In this commentary, I will briefly explain the notion of dignity, and argue that medicine is obligated to both the basic dignity of humanity, and to the evaluative, subjective dignity maintained by each individual person. The temporal parameters of the “end of life” are relative to particular disease processes and the capabilities of medical intervention(s), and frequently involve a progressive loss of the physical, cognitive, and emotional capabilities that are important to personal dignity. Pain, by its nature, exacerbates this loss.
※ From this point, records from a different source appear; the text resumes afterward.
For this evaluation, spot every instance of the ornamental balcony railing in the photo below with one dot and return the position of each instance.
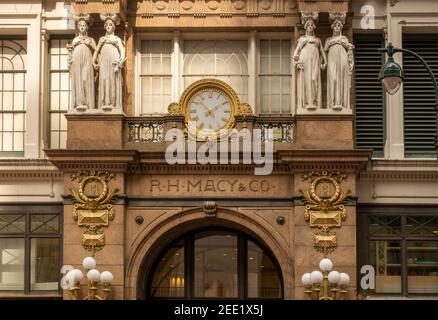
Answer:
(146, 130)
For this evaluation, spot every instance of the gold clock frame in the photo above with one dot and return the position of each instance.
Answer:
(181, 108)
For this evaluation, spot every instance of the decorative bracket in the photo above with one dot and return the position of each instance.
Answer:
(325, 207)
(93, 209)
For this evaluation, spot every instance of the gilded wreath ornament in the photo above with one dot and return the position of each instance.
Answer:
(93, 209)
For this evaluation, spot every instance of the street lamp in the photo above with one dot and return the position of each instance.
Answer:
(94, 276)
(391, 76)
(328, 277)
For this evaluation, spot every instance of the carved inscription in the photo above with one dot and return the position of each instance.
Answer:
(210, 185)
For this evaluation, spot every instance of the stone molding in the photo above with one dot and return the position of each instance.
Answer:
(28, 169)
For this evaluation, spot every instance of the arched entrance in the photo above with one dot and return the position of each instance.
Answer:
(155, 240)
(215, 262)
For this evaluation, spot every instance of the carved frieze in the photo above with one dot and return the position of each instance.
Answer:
(222, 8)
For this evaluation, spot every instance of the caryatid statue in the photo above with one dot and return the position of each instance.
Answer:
(340, 65)
(80, 62)
(309, 58)
(109, 58)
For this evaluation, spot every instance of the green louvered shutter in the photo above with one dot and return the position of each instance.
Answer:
(419, 95)
(369, 95)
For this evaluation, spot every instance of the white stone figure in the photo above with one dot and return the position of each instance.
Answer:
(309, 58)
(80, 63)
(109, 59)
(340, 65)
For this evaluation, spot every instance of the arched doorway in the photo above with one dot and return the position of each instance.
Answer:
(211, 263)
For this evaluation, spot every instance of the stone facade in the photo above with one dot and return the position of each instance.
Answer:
(170, 199)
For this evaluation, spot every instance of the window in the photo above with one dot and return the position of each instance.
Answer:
(59, 101)
(402, 245)
(369, 94)
(215, 264)
(155, 76)
(419, 95)
(12, 96)
(221, 59)
(30, 246)
(275, 76)
(167, 67)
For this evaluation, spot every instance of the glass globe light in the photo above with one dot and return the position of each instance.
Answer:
(344, 279)
(326, 264)
(106, 277)
(316, 277)
(93, 275)
(334, 277)
(89, 263)
(391, 76)
(306, 279)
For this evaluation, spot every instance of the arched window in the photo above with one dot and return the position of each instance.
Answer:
(221, 59)
(215, 263)
(13, 61)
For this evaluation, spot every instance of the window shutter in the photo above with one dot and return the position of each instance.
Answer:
(419, 95)
(369, 95)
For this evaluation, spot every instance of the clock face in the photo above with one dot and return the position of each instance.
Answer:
(208, 111)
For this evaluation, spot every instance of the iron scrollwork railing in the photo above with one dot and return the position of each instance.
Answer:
(145, 132)
(282, 132)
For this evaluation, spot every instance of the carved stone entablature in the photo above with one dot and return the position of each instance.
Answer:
(221, 8)
(323, 5)
(99, 6)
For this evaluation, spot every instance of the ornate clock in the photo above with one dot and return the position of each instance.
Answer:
(209, 107)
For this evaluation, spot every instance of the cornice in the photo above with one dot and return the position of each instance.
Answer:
(72, 160)
(345, 160)
(207, 169)
(28, 169)
(424, 170)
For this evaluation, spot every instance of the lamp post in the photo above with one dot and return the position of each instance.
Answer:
(94, 276)
(333, 283)
(391, 76)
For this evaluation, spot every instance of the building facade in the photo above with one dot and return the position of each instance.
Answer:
(83, 167)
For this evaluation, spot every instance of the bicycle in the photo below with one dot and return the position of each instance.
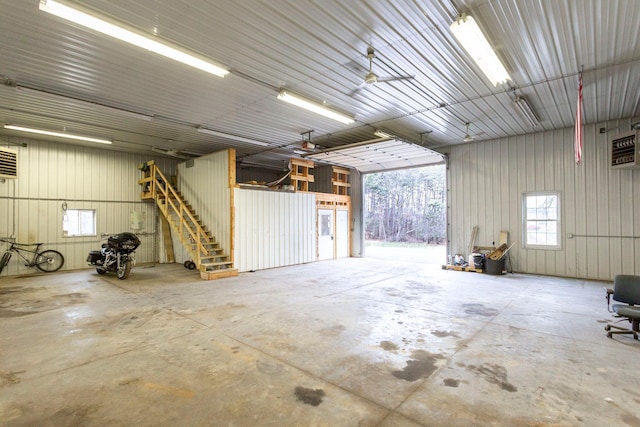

Thus, I argue that there is an ineradicable obligation for pain relief at the end of life that is upheld through the right and ethically sound practice of pain medicine that is dedicated to both respecting the intrinsic dignity of life, and to preserving personal dignity at its end.
On Death and Dignity
To paraphrase the philosopher Hans-Georg Gadamer, we the living have no choice but to accept the reality of death.3 Death can occur at any age and like disease, injury and illness, is neither predictable nor discretionary. Yet, for most, it remains a poorly envisioned, distal point in an indeterminately long future. Our attitudes toward death are shaped by culture, belief(s), and experience.4 Thus, attitudinal “valence” toward death is embodied by circumstance.5 The inherent ‘badness’ of death is centered upon that which is lost.6 This would certainly include the potential and desire for a longer, productive, fulfilled life and the goods achievable therein (both to self and to others), as well as the first-person ability to subjectively experience the good(s) that life has to offer.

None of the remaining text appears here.